Charlie Chaplin became a worldwide icon through his screen persona, The Tramp, and is considered one of the most important figures in the history of the film industry. 

Chaplin wrote, directed, produced, edited, starred in, and composed the music for most of his films. The score to The Gold Rush is his most operatic, heavily influenced by Wagner and the use of leitmotif. The most obvious use of leitmotif is every interaction between Georgia (played by Georgia Hale) and the Tramp (Chaplin). Chaplin utilizes a love theme that comes again and again as the two characters come together or when the Tramp ponders his love interest alone in his cabin. Chaplin quotes Siegfried’s motif from Wagner's Ring Cycle in association with gold.
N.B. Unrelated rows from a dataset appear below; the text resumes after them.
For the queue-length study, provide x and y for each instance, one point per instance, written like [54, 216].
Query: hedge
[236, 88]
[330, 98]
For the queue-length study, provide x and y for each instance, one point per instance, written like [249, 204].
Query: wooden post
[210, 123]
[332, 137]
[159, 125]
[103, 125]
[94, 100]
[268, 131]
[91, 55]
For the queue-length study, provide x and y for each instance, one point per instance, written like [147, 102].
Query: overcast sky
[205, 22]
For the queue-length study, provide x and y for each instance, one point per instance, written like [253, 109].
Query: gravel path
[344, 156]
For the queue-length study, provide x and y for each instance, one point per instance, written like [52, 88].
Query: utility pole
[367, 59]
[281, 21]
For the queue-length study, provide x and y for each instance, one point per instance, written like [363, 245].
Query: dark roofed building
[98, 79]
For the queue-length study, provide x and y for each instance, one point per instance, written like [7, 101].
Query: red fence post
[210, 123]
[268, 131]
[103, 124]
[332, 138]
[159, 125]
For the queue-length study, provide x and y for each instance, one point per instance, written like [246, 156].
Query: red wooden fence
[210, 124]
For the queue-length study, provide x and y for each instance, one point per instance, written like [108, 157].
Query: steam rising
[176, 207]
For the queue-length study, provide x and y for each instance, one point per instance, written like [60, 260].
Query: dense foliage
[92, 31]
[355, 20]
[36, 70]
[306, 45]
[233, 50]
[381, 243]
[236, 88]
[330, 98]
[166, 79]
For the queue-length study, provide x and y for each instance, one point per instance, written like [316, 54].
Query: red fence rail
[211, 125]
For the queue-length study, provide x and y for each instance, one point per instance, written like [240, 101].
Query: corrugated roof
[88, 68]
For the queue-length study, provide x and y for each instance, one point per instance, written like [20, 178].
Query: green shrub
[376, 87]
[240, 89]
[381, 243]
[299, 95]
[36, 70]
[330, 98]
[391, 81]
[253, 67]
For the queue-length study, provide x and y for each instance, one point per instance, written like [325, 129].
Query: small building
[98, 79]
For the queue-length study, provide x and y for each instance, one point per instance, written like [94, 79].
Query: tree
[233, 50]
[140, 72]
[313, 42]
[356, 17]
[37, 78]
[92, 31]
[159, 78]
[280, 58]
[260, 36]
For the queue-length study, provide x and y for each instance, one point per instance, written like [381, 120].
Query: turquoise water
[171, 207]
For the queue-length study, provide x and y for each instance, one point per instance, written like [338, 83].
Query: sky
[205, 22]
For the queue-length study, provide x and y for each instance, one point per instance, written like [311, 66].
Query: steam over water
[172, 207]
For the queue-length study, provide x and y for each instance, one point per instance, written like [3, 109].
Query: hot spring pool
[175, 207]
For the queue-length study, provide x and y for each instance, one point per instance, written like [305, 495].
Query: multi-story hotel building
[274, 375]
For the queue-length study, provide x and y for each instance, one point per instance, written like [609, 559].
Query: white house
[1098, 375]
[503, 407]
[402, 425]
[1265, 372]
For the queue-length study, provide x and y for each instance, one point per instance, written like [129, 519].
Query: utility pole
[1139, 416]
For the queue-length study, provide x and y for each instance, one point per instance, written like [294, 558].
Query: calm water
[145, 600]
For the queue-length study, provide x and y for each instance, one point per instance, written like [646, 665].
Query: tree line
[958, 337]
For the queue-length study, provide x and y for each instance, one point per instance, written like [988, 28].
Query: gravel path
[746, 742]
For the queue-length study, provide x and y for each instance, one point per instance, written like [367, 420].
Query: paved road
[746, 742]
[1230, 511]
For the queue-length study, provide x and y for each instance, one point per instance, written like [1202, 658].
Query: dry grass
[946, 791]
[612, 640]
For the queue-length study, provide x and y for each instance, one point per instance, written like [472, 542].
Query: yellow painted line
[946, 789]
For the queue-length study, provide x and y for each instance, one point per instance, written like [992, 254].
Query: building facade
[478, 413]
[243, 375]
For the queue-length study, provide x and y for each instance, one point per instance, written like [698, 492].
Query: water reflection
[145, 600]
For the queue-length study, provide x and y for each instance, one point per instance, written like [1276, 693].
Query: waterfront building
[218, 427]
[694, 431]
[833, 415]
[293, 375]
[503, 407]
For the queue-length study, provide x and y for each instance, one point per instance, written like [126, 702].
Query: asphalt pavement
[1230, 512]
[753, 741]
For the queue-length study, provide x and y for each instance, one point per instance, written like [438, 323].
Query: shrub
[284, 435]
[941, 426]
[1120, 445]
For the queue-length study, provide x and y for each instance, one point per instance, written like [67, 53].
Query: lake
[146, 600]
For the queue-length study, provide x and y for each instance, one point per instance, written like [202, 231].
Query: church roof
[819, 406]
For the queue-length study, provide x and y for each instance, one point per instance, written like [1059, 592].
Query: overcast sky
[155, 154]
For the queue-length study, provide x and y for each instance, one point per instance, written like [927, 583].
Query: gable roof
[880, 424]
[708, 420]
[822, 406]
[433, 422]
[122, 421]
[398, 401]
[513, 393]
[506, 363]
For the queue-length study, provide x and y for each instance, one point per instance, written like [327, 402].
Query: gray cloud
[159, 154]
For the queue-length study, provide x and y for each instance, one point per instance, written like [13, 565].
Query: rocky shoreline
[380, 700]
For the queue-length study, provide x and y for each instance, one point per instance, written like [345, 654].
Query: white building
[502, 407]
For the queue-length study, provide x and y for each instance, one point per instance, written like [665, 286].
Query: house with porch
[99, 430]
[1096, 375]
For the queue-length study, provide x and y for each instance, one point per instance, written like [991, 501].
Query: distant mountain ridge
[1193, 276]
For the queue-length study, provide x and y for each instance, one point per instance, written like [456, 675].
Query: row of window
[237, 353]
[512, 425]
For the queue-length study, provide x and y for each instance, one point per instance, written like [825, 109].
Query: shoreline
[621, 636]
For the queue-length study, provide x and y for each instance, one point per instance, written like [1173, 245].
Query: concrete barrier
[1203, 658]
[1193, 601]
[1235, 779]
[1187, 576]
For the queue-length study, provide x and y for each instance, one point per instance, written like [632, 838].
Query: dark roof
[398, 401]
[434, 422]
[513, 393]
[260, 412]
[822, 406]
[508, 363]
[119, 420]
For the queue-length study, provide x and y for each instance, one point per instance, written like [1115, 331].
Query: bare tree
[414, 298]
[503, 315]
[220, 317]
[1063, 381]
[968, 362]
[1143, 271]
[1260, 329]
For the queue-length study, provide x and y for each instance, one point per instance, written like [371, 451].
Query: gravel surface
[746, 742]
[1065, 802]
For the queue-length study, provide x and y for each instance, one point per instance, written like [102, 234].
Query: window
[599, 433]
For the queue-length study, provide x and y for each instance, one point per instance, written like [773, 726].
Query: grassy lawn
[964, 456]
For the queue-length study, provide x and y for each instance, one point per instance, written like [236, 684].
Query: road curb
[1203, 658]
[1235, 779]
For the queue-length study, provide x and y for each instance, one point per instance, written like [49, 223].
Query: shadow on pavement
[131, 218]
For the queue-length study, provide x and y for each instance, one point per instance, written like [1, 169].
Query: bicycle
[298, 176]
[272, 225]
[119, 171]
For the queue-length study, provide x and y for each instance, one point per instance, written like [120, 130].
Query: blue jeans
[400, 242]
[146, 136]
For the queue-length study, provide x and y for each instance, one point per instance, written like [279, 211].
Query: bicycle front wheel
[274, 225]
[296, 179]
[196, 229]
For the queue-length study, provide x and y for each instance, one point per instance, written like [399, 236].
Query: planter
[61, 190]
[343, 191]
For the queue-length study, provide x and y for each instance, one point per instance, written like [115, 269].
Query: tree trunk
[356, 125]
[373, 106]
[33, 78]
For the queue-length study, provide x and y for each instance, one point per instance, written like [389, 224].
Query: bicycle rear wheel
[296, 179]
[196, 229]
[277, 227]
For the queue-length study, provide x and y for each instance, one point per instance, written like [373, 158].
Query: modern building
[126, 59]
Other composers who influenced the score include Tchaikovsky, Elgar, and Rimsky-Korsakov (Flight of the Bumblebee). 

One of Chaplin’s most celebrated sequences in The Gold Rush (and in all his films) finds the Tramp, out of desperate hunger, preparing a Thanksgiving dinner in which he boils his boot and eats it, picking the nails as though they were chicken bones, and twirling the bootlaces about a fork and eating them as though they were spaghetti. The delicate hilarity of the boot becoming food is Chaplin’s most outstanding comic transposition gag.

Equally celebrated is the “dance of the rolls” sequence, in which Charlie sticks two forks into bread rolls turning them into a pair of legs with booted feet; Chaplin uses his head and upper body as if they were attached to his fork “legs” and deftly performs a little dance routine.

In 1972, as part of a renewed appreciation for his work, Chaplin received an Honorary Academy Award for “the incalculable effect he has had in making motion pictures the art form of this century.” He continues to be held in high regard, with The Gold Rush, City Lights, Modern Times, and The Great Dictator often ranked on lists of the greatest films of all time.